The Python FAQ provides explanation and a full list of atomic operations, but the short answer is:
- The Python bytecode interpreter only switches between threads between bytecode instructions
- The Global Interpreter Lock (GIL) only allows a single thread to execute at a time
- Many operations translate to a single bytecode instruction
It’s easy to check whether an operation compiles to a single bytecode instruction with
1 2 3 4 5 6 7 8 9 10 11
So what are the caveats? Is it safe to rely on atomicity instead of using locks?
First, the linked FAQ above doesn’t make it clear to what degree this behavior is considered part of the Python spec as opposed to simply a consequence of CPython implementation details. It depends on the GIL, so it would likely be unsafe on GIL-less Pythons (IronPython, Jython, PyPy-TM). Would it be safe on non-CPython implementations with a GIL (PyPy)? I could certainly imagine possible optimizations that would invalidate the atomicity of these operations.
Second, even if not strictly necessary, locks provide clear thread-safety guarantees and also serve as useful documentation that the code is accessing shared memory. Without a lock, care must be taken since it could be easy to assume operations are atomic when they are not (postmortem example: Python’s swap is not atomic). A clear comment is probably also necessary to head off the “Wait, this might need a lock!” reaction from collaborators.
Third, because Python allows overriding of so many builtin methods, there are edge cases where these operations are no longer atomic. The Google Python style guide advises:
Do not rely on the atomicity of built-in types.
While Python’s built-in data types such as dictionaries appear to have atomic operations, there are corner cases where they aren’t atomic (e.g. if hash or eq are implemented as Python methods) and their atomicity should not be relied upon.
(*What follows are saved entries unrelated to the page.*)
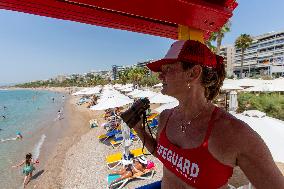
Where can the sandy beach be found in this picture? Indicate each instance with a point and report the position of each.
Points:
(78, 159)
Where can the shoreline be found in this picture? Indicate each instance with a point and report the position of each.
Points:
(69, 130)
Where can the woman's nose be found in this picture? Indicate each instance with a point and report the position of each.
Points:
(161, 76)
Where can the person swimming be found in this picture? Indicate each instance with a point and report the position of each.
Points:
(19, 136)
(28, 168)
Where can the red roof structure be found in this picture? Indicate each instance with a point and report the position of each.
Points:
(154, 17)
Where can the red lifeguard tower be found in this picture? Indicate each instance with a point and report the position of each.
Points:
(175, 19)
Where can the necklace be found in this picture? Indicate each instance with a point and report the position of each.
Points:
(184, 125)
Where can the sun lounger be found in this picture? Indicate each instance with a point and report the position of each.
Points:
(154, 185)
(115, 159)
(152, 116)
(93, 123)
(248, 186)
(117, 141)
(109, 134)
(145, 175)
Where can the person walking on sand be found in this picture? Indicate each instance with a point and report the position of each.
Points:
(27, 169)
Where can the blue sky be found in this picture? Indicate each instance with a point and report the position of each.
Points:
(34, 47)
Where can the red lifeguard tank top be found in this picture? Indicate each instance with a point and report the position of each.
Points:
(197, 167)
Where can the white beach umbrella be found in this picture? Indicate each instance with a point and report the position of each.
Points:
(94, 90)
(271, 131)
(115, 94)
(144, 94)
(158, 85)
(127, 89)
(159, 98)
(230, 86)
(111, 102)
(80, 92)
(167, 106)
(134, 92)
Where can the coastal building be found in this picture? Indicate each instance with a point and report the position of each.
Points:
(228, 53)
(105, 74)
(265, 56)
(60, 78)
(116, 69)
(143, 65)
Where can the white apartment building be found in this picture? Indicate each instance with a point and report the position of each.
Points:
(264, 57)
(228, 53)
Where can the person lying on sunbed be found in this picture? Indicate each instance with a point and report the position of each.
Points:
(139, 165)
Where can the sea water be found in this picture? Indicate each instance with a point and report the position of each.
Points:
(30, 112)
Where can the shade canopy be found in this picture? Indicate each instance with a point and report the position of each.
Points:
(159, 17)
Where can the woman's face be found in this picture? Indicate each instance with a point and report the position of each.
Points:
(174, 79)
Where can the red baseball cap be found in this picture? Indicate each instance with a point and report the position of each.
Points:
(188, 51)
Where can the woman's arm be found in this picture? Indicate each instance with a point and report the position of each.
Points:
(20, 164)
(256, 161)
(151, 143)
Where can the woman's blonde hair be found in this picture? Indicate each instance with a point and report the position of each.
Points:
(211, 78)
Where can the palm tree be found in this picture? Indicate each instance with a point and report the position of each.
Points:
(243, 42)
(218, 37)
(136, 75)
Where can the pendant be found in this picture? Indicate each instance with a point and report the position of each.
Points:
(183, 126)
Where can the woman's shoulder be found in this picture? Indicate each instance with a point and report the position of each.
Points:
(234, 128)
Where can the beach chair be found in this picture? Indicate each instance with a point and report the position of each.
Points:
(108, 135)
(93, 123)
(145, 175)
(117, 141)
(151, 117)
(114, 160)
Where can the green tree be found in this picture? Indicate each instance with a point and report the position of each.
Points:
(243, 42)
(136, 74)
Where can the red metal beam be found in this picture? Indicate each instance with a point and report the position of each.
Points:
(157, 17)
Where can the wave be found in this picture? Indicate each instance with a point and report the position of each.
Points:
(36, 151)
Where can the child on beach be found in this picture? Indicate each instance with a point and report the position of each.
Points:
(28, 168)
(19, 136)
(139, 165)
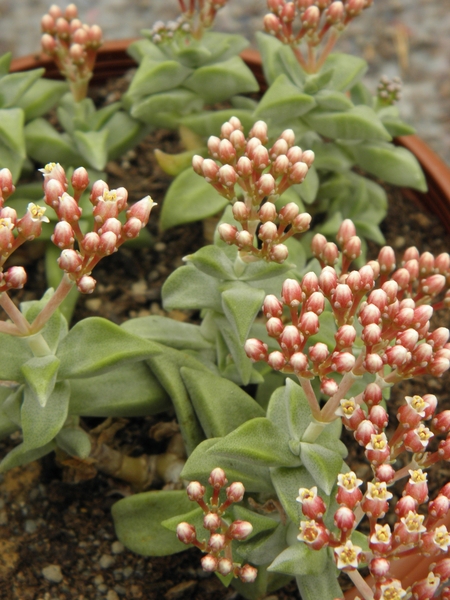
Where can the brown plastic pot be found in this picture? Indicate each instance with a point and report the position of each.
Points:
(113, 61)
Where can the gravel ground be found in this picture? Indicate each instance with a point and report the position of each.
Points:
(409, 38)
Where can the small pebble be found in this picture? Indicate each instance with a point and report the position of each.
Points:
(117, 547)
(52, 573)
(106, 561)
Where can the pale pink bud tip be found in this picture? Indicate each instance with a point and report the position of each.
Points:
(186, 533)
(217, 478)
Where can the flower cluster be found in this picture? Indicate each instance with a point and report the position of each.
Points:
(389, 90)
(108, 233)
(72, 45)
(194, 18)
(263, 173)
(391, 308)
(219, 556)
(315, 18)
(409, 532)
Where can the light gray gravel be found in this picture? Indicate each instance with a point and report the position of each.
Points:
(410, 38)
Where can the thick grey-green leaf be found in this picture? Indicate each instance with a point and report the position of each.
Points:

Neither should you rely on atomic variable assignment (since this in turn depends on dictionaries).
That pretty much settles it for the general case.
There may still be some cases where it would be necessary, such as when implementing new locking functionality or in cases where performance is critical. Relying on atomicity of operations effectively allows you to piggyback on the GIL for your locking, reducing the cost of additional locks. But if lock performance is so critical, it seems like it would be better to first profile hotspots and look for other speedups.
So does it make sense to rely on the atomicity of operations when accessing or modifying shared mutable state?
1. you’d better have a good reason
2. you’d better do some thorough research
Otherwise, you’re better off just using a lock.